Defective Development of γ/δ T Cells in Interleukin 7 Receptor–Deficient Mice Is Due to Impaired Expression of T Cell Receptor γ Genes

Abstract

Mice lacking the interleukin 7 receptor (IL-7R) generate α/β T cells at a detectable but greatly reduced rate, but γ/δ T cells are completely absent. The special role of IL-7R signaling in γ/δ T cell development has remained unclear. IL-7Rα^−/− mice exhibit a paucity of γ gene rearrangements.
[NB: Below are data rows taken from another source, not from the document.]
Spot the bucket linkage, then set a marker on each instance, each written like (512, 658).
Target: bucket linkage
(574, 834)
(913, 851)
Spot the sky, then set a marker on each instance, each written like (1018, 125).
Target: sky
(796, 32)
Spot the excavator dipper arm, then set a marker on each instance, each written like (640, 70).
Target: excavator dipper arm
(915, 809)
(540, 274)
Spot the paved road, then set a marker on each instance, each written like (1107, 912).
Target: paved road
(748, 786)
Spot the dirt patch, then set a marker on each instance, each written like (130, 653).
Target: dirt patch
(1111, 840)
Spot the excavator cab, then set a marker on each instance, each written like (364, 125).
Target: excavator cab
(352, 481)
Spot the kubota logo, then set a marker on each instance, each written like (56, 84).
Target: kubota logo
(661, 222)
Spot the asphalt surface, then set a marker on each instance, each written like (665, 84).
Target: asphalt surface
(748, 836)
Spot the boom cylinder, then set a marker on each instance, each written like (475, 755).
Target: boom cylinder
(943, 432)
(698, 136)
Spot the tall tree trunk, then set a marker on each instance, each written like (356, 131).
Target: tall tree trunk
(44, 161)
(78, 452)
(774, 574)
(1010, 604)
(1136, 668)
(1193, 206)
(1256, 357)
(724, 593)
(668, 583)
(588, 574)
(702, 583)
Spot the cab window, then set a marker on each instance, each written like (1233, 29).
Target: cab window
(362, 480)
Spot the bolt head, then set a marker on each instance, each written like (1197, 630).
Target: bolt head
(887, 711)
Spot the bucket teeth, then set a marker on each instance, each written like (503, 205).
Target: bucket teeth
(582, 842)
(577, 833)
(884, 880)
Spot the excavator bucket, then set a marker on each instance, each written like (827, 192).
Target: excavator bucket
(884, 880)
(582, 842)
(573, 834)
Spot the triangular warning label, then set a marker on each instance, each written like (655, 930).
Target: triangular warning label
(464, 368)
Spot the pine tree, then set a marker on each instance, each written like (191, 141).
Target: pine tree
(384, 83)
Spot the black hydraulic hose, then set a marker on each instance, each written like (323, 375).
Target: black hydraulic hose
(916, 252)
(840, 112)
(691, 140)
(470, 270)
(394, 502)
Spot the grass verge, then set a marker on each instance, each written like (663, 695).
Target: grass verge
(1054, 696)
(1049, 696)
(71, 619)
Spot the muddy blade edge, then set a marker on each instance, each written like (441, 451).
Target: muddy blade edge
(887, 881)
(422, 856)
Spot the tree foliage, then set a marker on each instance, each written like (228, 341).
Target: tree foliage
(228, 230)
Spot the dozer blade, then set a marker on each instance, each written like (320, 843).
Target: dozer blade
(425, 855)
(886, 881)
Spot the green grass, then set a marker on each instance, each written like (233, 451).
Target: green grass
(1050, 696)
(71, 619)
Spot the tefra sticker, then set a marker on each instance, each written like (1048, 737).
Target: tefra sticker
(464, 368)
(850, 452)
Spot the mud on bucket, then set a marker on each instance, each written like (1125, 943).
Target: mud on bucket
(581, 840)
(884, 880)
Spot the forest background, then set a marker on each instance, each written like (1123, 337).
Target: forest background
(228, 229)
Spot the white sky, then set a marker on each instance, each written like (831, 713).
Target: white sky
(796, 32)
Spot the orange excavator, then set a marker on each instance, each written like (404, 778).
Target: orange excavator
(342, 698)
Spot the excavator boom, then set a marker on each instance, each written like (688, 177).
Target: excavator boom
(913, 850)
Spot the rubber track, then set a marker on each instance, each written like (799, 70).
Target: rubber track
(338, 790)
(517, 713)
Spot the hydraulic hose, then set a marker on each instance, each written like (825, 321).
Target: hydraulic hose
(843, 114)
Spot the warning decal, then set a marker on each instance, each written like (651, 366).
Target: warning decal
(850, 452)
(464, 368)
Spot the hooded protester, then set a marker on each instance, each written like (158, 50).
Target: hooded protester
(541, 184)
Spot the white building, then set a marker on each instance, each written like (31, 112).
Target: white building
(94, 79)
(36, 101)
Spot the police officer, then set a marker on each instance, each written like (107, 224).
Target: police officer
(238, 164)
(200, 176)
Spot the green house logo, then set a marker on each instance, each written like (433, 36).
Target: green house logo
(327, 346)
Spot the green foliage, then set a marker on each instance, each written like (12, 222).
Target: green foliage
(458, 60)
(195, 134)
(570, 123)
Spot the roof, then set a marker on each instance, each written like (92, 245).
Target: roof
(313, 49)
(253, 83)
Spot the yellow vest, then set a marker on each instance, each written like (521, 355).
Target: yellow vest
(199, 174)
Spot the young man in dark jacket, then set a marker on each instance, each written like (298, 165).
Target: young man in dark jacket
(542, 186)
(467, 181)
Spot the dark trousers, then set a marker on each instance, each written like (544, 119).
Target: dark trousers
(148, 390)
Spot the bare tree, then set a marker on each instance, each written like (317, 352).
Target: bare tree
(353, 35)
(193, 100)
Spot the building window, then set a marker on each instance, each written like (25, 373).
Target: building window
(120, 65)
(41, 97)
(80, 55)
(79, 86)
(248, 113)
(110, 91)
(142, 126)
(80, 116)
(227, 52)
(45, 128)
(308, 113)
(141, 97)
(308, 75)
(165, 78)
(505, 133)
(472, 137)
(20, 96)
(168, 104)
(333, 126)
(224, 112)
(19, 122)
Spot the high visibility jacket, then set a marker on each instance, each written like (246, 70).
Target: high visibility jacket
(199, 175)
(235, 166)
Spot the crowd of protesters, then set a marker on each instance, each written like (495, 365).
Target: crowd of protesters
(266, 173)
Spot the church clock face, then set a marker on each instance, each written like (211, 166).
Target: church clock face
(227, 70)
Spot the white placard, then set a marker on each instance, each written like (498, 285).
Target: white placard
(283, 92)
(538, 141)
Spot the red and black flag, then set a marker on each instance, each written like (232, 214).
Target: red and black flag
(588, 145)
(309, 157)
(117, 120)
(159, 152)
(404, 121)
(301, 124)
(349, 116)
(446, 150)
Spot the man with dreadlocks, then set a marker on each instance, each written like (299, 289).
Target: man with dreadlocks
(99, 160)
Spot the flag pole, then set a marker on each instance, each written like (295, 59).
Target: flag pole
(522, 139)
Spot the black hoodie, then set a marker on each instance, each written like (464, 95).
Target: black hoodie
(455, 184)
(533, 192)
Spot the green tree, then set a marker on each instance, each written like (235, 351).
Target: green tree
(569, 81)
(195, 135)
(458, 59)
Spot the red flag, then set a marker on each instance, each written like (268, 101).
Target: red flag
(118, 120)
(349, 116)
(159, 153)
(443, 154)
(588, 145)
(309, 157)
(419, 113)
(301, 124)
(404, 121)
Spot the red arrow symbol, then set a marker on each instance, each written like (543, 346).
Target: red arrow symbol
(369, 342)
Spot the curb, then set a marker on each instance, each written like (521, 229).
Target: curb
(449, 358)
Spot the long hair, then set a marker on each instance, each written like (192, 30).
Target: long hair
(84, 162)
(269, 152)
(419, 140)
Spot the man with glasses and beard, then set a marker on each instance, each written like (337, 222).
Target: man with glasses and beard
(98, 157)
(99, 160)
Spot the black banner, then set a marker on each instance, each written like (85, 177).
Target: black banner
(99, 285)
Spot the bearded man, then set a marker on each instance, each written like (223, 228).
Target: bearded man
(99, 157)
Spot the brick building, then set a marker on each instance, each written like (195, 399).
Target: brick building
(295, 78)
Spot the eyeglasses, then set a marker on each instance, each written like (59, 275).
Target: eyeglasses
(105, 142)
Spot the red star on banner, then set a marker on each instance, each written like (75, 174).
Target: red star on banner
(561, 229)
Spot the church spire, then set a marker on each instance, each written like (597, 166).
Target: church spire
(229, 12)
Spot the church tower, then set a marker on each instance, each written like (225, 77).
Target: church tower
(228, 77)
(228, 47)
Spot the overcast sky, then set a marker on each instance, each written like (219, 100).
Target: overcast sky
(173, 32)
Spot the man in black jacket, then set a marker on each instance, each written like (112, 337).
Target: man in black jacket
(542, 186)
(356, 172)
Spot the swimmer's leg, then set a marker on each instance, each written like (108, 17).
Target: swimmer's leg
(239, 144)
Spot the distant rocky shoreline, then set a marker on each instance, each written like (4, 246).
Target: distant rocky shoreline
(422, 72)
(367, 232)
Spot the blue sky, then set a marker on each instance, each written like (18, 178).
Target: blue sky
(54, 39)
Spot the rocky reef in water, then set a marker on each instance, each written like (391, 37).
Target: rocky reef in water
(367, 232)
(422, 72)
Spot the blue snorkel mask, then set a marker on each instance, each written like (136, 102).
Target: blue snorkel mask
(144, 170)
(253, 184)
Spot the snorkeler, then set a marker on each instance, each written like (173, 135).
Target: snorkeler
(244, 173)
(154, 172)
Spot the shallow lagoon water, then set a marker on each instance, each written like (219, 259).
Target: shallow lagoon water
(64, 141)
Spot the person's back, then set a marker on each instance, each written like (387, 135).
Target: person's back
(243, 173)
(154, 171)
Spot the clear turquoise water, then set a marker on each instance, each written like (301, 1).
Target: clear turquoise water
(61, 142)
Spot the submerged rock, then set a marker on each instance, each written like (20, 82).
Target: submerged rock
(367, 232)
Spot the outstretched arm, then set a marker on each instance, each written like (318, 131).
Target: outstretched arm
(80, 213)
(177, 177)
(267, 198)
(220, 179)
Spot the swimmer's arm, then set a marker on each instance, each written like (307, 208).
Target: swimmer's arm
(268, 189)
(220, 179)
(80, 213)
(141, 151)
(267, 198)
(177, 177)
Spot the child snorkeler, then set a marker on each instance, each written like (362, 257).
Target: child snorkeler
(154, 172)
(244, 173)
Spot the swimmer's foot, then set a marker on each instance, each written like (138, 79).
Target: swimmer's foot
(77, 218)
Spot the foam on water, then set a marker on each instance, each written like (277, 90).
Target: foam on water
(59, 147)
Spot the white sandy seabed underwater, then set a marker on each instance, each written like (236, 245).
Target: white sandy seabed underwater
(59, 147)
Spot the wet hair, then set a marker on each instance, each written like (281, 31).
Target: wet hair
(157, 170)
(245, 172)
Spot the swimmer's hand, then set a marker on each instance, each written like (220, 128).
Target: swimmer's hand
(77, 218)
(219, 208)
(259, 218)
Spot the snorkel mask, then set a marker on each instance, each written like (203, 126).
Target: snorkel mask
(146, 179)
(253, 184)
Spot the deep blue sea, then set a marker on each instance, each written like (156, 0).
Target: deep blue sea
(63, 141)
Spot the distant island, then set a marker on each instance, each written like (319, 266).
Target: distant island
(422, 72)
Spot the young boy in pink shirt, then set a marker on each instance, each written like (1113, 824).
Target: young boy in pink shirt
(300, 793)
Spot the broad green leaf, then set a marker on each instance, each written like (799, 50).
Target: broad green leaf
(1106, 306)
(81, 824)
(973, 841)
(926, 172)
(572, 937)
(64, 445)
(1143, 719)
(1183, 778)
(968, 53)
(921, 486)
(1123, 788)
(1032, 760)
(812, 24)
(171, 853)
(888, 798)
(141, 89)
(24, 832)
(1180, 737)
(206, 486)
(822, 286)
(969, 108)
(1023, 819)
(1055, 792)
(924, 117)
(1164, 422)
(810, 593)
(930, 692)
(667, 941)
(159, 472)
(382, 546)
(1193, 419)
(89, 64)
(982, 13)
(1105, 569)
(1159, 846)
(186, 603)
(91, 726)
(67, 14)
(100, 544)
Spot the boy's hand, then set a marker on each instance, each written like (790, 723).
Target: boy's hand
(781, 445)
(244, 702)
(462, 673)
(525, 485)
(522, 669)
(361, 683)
This striking observation can be explained by a defect in T cell receptor (TCR)-γ gene rearrangement, a defect in TCR-γ gene transcription leading to death of γ/δ lineage cells, and/or a requirement for IL-7R in commitment of cells to the γ/δ lineage. To determine the role of IL-7R signaling in γ/δ T cell development, we examined transcription of a prerearranged TCR-γ transgene in IL-7Rα^−/− mice, as well as the effects of IL-7 on transcription of endogenous, rearranged TCR-γ genes in α/β lineage cells. The results demonstrate that IL-7R–mediated signals are necessary for the normal expression of rearranged TCR-γ genes. Equally significant, the results show that the poor expression of TCR-γ genes in IL-7Rα^−/− mice is responsible for the selective deficit in γ/δ cells in these mice, since a high copy TCR-γ transgene exhibited sufficient residual expression in IL-7Rα^−/− mice to drive γ/δ cell development. The results indicate that the absence of γ/δ T cells in IL-7Rα^−/− mice is due to insufficient TCR-γ gene expression.